Cost: 289.9164931506849
Variables: fromList [("onDemand_evening",0.0),("onDemand_morning",0.0),("onDemand_night",0.0),("reservation_heavy",26.0),("reservation_light",28.0),("reservation_medium",0.0),("reserved_heavy_evening",26.0),("reserved_heavy_morning",26.0),("reserved_heavy_night",13.0),("reserved_light_evening",28.0),("reserved_light_morning",0.0),("reserved_light_night",0.0),("reserved_medium_evening",0.0),("reserved_medium_morning",0.0),("reserved_medium_night",0.0)]
So now we know what we need to do. We make 26 heavy reservations and
28 light ones. At night we run 13 heavy reserved instances. In the
morning we run 26 heavy reserved instances. In the evening, we run 26
heavy reserved instances and 28 light reserved instances.

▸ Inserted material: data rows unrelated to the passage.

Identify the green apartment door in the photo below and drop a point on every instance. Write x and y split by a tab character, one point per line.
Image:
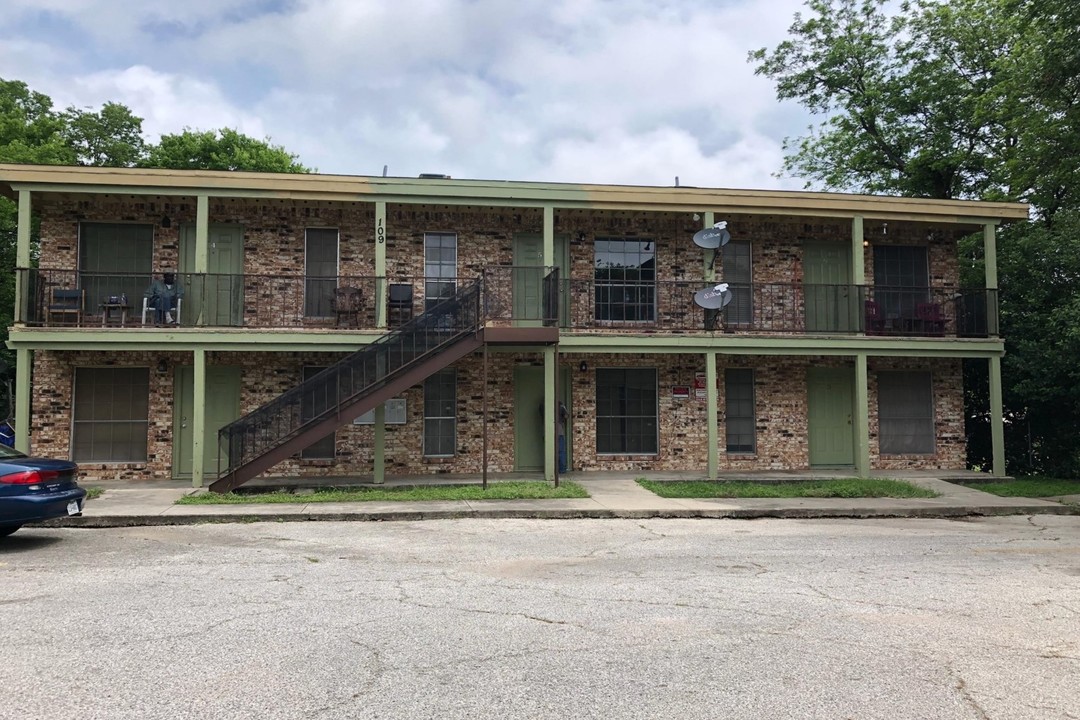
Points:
826	271
528	420
216	298
528	276
223	407
829	393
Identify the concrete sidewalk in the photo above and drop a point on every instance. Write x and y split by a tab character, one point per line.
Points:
611	496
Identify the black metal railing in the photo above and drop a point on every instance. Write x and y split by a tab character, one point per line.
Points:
362	372
515	295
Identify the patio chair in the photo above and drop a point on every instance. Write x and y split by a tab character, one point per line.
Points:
68	304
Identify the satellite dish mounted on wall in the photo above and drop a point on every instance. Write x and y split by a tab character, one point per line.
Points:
714	298
713	238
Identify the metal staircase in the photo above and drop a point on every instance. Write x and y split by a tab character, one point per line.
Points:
354	385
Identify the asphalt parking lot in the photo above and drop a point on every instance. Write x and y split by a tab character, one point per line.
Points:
545	619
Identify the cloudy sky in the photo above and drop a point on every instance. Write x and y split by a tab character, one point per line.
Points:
577	91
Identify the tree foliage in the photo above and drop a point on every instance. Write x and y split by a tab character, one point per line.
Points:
225	149
963	98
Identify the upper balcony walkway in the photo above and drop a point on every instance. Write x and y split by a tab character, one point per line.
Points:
511	296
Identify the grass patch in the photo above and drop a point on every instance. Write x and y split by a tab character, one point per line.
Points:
495	491
1034	486
840	488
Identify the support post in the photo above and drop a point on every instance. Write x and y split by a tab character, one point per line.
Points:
862	430
380	445
23	369
22	254
550	426
381	285
549	236
997	418
199	419
712	410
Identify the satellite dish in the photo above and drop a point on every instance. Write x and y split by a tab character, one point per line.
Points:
713	238
714	298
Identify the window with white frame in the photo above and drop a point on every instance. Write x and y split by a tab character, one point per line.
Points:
740	418
321	271
624	277
626	411
110	415
441	413
440	267
905	412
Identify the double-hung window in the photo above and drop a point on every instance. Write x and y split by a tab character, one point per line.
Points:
625	281
321	271
440	267
110	413
905	412
441	413
626	411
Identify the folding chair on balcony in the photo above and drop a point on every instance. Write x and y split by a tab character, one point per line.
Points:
68	304
347	303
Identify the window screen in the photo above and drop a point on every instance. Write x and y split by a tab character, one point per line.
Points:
110	413
626	411
625	280
440	413
115	258
313	403
440	267
905	412
321	252
739	409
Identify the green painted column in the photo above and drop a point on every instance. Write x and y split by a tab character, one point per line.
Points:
380	445
707	266
858	252
22	253
997	418
23	367
712	410
199	419
550	430
202	234
381	287
549	235
862	417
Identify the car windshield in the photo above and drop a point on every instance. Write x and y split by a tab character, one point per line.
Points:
10	453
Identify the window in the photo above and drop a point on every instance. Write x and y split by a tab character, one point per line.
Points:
440	267
440	413
626	411
901	280
625	281
905	412
110	413
320	257
313	403
115	258
739	410
738	274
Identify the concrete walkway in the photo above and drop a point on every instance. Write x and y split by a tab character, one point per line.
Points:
611	494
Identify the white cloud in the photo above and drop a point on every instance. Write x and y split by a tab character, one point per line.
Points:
628	91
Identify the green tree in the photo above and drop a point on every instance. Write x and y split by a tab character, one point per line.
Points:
963	98
224	150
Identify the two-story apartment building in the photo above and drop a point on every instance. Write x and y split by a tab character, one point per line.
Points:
456	316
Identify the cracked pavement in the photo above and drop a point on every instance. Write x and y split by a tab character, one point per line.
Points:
545	619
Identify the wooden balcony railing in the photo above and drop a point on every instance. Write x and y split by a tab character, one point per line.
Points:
511	295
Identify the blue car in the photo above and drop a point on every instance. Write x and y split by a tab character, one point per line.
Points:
35	489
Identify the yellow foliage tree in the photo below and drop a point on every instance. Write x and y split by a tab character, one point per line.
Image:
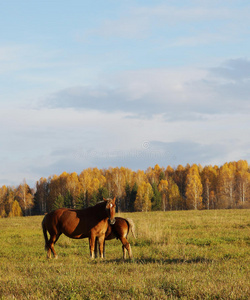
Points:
163	189
16	210
143	197
194	188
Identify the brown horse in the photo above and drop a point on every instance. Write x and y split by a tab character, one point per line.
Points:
119	230
91	222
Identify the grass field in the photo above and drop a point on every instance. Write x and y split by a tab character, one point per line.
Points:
186	255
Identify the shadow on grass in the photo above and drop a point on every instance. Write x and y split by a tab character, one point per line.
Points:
151	260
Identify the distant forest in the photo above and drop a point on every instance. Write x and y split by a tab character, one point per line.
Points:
157	188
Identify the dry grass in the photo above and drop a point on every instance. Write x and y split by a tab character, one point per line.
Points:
187	255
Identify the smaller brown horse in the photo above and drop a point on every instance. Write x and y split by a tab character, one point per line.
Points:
91	222
119	230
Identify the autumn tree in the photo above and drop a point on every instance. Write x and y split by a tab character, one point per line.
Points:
194	188
25	198
3	198
42	194
226	186
163	189
242	182
209	177
174	196
16	210
143	197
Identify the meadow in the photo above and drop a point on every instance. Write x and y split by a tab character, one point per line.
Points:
177	255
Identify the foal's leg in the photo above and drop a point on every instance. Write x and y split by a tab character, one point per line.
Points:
126	245
51	242
96	247
102	245
92	246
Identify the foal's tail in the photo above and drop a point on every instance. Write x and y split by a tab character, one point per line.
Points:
45	233
131	227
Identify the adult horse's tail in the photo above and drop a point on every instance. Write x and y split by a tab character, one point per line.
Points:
131	227
45	233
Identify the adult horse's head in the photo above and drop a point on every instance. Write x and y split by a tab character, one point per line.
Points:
110	208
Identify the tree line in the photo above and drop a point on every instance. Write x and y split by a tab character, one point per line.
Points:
157	188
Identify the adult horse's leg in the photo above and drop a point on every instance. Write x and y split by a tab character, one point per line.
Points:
92	240
52	241
101	240
96	247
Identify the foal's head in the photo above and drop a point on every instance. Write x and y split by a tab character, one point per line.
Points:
110	208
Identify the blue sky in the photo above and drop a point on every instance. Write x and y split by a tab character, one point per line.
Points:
122	83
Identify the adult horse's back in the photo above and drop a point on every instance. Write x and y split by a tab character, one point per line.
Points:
91	222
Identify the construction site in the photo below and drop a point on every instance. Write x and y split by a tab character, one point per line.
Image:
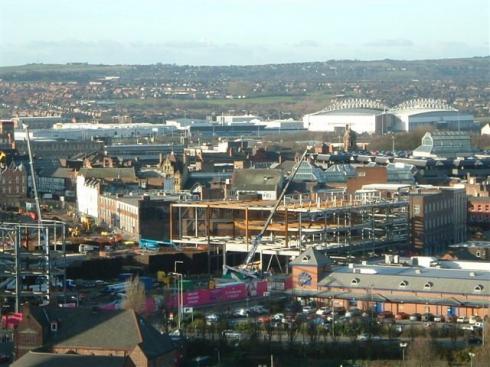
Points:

As this post shows, linear programming is fairly straightforward to
use. This post only contains 30 lines of code, ignoring the
`printLPSolution` function. And once you learn it, it's a great tool
to have in your toolbox. A surprisingly large number of problems can
be solved using linear programming, and calling glpk is virtually
always easier than writing your own code to solve the problem.
P.S. This blog post is generated from [literate Haskell](http://www.haskell.org/haskellwiki/Literate_programming) -
it's a great way to write code. If you go read the [source code](https://github.com/stucchio/Cloud-capacity-planning/blob/master/cloud-planning.lhs)
for this program, you'll discover it's the blog post itself.